To Tell the Truth Freely was published in 2009, a biography of a journalist and activist who died in 1931, and its applicability to modern-day politics is so acute that I tore through it at warp speed. Her political milieu is described as “a time when the Democrats were increasingly billing themselves as the party of white supremacy and the Republicans had largely abandoned any commitment to racial justice in favor of an alliance with big business.” I defy you not to shudder when you read that.
Though Wells’s biographer repeatedly emphasizes her subject’s temper (and intemperance), it’s clear that Ida B. Wells had a right to be angry. When she left organizations, it was in protest of accommodationist tactics that prioritized white comfort over black lives — a tendency that obtains to this day. Wells was born in slavery in Mississippi to parents and fought hard to become a journalist at a time when black voices, and black women’s voices in particular, were being silenced around the nation. She never gave up. She just never did, not until the day she died. The one time Bay talks about her considering leaving a fight for someone else, her thirteen-year-old boy says to her, “Mother, if you don’t go, nobody else will.” So she went. She never gave up.
As a young journalist, Wells was nervous to push back against lynching with all of her strength and eloquence, because she believed the narrative that lynchings were committed against rapists. But when a lynching took place in her own town of Memphis, she began to investigate these crimes more closely, and she realized that she had been deceived. Two-thirds of lynching victims had never even been accused of rape, and many more were accused of rape after the fact, to justify their murders by angry white mobs.

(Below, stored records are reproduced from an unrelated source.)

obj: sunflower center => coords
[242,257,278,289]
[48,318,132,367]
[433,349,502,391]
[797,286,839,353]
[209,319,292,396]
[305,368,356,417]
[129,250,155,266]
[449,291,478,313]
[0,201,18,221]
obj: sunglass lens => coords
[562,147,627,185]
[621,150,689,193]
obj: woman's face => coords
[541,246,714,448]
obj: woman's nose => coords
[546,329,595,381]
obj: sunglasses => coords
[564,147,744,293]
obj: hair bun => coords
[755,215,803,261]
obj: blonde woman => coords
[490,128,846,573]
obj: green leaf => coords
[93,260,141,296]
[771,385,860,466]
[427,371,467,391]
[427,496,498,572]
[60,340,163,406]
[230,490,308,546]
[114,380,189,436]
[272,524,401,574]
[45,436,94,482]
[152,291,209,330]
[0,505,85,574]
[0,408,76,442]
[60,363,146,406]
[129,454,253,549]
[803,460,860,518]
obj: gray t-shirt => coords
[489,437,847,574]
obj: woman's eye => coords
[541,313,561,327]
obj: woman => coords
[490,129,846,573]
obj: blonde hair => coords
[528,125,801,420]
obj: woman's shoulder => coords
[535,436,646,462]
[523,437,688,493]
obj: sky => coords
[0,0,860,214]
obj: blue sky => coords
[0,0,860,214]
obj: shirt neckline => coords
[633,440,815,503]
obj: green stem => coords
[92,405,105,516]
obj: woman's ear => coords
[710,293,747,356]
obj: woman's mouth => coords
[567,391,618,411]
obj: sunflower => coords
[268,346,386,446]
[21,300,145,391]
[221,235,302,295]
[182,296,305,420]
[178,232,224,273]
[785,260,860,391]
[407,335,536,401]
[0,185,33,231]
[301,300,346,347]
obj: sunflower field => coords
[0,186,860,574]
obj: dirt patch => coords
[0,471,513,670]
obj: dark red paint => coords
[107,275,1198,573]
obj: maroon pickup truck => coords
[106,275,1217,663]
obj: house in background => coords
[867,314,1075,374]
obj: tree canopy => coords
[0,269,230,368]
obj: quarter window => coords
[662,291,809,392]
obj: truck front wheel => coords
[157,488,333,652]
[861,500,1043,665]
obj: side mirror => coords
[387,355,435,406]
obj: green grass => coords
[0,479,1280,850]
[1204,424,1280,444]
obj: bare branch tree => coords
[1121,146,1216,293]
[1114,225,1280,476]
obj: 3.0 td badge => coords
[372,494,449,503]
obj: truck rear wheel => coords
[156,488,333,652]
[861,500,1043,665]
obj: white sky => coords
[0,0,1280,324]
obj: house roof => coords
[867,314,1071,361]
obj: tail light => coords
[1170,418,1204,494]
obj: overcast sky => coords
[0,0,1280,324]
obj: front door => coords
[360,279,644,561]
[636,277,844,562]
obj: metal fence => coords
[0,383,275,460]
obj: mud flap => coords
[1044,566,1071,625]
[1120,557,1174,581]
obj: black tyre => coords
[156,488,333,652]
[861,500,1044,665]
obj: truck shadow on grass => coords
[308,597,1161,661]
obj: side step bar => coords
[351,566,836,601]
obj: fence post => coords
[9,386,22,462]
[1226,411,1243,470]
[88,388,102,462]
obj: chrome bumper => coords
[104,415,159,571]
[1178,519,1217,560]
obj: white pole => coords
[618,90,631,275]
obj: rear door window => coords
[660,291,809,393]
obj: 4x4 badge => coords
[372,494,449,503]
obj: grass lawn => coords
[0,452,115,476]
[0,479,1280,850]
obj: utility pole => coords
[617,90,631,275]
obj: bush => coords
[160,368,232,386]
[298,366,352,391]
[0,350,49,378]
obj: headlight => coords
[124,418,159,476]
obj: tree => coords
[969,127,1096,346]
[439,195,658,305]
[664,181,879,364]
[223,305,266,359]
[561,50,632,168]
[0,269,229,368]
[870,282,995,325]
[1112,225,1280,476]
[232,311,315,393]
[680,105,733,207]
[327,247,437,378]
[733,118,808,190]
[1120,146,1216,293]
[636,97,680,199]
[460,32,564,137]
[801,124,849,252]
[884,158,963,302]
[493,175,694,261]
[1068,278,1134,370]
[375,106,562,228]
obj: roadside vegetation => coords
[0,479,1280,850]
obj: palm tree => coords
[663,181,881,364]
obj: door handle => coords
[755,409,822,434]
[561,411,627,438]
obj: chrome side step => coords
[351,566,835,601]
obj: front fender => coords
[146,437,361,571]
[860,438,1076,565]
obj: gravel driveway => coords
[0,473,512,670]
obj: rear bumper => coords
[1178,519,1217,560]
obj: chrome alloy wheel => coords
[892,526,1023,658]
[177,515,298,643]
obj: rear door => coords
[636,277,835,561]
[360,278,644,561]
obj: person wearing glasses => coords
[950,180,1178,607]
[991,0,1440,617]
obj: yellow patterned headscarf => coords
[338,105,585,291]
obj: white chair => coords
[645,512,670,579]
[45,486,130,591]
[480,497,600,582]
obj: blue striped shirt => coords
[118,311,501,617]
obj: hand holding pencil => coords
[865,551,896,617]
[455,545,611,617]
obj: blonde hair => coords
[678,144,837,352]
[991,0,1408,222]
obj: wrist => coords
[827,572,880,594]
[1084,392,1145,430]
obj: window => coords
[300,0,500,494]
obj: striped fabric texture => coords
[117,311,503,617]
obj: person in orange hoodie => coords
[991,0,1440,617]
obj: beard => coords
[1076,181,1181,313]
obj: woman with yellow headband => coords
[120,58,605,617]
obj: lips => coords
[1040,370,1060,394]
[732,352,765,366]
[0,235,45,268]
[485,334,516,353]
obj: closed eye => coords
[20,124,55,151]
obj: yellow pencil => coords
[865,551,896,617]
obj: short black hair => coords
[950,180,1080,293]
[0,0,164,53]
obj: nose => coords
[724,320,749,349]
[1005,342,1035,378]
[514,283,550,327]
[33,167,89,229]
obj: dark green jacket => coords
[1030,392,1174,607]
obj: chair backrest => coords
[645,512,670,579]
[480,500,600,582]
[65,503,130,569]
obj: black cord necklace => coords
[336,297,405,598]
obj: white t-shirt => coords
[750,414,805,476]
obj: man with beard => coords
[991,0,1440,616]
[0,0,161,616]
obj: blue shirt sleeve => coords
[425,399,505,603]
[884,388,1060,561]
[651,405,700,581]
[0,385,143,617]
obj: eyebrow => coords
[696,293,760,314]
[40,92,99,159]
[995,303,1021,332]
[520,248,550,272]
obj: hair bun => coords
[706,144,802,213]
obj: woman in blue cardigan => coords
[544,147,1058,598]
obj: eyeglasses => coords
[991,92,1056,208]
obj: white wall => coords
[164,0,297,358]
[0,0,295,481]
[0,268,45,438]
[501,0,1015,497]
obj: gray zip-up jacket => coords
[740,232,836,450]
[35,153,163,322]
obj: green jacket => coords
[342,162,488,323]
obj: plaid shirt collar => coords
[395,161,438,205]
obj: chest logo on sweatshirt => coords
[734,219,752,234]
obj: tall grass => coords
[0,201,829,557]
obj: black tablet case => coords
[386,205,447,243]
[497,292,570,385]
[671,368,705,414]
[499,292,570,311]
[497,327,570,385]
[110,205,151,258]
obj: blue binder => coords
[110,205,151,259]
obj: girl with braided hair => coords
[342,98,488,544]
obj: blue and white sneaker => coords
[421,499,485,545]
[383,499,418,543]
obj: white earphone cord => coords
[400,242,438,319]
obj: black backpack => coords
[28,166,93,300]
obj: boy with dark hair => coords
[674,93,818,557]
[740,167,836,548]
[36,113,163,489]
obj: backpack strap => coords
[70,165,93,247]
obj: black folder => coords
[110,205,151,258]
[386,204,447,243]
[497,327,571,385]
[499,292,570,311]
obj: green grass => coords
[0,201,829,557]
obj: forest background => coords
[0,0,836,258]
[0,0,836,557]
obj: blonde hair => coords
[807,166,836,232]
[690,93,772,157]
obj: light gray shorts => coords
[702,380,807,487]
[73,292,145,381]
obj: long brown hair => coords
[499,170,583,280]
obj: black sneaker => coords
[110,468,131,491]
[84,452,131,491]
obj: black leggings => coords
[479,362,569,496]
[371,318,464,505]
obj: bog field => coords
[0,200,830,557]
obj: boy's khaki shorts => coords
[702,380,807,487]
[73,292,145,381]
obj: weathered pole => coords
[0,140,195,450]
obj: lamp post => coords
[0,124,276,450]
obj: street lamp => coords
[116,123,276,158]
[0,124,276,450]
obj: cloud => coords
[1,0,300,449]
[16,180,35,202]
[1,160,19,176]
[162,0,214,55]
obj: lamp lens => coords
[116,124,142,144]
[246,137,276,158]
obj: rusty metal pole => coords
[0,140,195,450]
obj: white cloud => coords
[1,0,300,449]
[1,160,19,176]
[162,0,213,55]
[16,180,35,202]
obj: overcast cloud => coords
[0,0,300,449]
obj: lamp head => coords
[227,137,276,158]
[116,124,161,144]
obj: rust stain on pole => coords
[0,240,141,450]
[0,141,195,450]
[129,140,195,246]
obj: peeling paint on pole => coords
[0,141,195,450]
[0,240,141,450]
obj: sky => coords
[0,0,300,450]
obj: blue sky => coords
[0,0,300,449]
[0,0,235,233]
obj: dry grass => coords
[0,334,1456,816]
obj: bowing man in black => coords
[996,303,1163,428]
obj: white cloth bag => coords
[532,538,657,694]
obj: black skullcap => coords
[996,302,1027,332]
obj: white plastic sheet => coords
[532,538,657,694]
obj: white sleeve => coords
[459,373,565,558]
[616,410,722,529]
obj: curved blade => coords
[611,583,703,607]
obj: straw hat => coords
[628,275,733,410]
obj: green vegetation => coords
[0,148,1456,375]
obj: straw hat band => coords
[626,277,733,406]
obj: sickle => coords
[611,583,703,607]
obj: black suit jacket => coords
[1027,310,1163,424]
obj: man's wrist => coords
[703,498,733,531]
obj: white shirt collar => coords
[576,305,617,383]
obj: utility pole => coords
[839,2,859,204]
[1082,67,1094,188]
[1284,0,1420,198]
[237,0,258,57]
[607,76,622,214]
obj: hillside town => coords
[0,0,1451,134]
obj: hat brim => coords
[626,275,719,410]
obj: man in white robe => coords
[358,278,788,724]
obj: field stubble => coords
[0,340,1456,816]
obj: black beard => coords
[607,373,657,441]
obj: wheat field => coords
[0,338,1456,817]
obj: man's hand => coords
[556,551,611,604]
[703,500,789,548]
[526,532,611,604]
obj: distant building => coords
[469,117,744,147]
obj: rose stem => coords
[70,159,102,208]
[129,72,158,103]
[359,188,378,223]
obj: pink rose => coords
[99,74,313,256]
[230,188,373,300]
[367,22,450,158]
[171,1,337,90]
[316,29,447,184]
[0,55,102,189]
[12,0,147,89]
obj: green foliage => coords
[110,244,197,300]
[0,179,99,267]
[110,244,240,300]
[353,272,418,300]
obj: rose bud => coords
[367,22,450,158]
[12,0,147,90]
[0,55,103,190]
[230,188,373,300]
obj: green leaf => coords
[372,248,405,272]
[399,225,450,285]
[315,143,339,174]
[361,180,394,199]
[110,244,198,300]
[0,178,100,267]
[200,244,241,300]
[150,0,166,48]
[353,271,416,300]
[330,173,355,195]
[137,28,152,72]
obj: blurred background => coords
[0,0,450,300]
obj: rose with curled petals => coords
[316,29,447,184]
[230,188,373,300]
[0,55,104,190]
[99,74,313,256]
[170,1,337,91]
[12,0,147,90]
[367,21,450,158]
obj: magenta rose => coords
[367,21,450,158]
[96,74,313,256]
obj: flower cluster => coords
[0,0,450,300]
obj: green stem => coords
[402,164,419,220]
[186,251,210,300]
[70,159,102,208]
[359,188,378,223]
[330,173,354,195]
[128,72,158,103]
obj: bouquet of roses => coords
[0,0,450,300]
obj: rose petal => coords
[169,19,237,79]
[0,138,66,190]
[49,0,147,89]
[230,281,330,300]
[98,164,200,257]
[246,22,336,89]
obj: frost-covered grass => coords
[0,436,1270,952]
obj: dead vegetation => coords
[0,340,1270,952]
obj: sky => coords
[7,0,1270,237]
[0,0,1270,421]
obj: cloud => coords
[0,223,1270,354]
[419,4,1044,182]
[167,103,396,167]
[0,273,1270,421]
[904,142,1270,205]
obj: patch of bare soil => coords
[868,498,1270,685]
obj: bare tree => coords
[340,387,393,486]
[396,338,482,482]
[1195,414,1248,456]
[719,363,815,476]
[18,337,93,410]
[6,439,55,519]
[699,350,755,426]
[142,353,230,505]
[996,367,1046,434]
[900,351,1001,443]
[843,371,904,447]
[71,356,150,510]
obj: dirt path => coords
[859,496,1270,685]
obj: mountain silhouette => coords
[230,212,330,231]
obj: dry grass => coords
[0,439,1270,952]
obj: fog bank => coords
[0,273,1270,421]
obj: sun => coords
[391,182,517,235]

She dedicated the rest of her life to fighting against lynching, in the teeth of white supremacy, violence, and respectability politics. She was the first black woman to own a newspaper, and her newspaper was burned and destroyed, and she just moved to Chicago and started again. When American audiences proved unreceptive, she got letters of recommendation from my dude Frederick Douglass and took her show on the road in England, ginning up international pressure on US lawmakers to prevent mob justice in their jurisdictions. Once, after a major publicity effort around one lynching, she received a telegram from Memphis, from a white supremacist fuck trying to fuck with her, that said a black man would soon be lynched in Memphis, and asked her to come to Memphis to write it up. The actual naked cruelty of that act stunned me, and I live on fucking Twitter.
If Wells failed to play well with others — which I do not concede, although this book kinda did, although it was written in a calmer and gentler time — it’s certainly true that she was faced with unbelievable provocation. She was penalized at every turn for her race, her gender, her class background, and her unwillingness to shut up about injustice. When she criticized leaders of the WCTU for failing to condemn lynchings, leadership on both sides of the Atlantic took her to task for her tone, insisted that white women lived in constant fear of being raped by black men, and passed a resolution that blanket-condemned “lawlessness” but also condemned “the unspeakable outrages which have so often provoked such lawlessness.” Read this book if you want to hate white women. I wanted to go back in time and kick Frances Willard in the shins.
I also lived in dread, as you do when reading biographies of women, of what was going to happen with Ida’s romantic life. She was flirty and social as a young woman, but deeply ambivalent about getting married and starting a family, and I kept thinking that she was going to do like frankly most women in all of history and end up married to someone who seemed nice at first but was a controlling dickbag in the end. Not so! She married a lawyer named Frederick Barnett who sounds like an absolute doll by any standards. Not only did he adorably court her by sending love letters to every train station where her cross-country train stopped (shut up, I can’t, that’s too sweet, I can’t), but he was a lifelong partner and staunch supporter of her writing and activism. When she began a social support agency for newly arrived poor black Chicagoans, he offered pro bono legal services to any members who found themselves in trouble with the law. Barnett also prioritized hiring household help to cook and clean for their family, so that Ida would be free to continue her work. She took his name when they married, but hyphenated, Ida B. Wells-Barnett, and she is my hero and I would die for her. I never want to find out anything to her husband’s discredit.
As you can see, I am in a glass case of emotion. Please read To Tell the Truth Freely, it is very good, and I want you to love Ida B. Wells as much as I do. You may assume that you already love her at the maximum setting (which is what I believed before reading this book), but reading this book will reveal to you that your sensors require recalibration and that actually there is much more love that you can feel for this woman, a true national heroine. Let’s put her on the money too. I would die for her.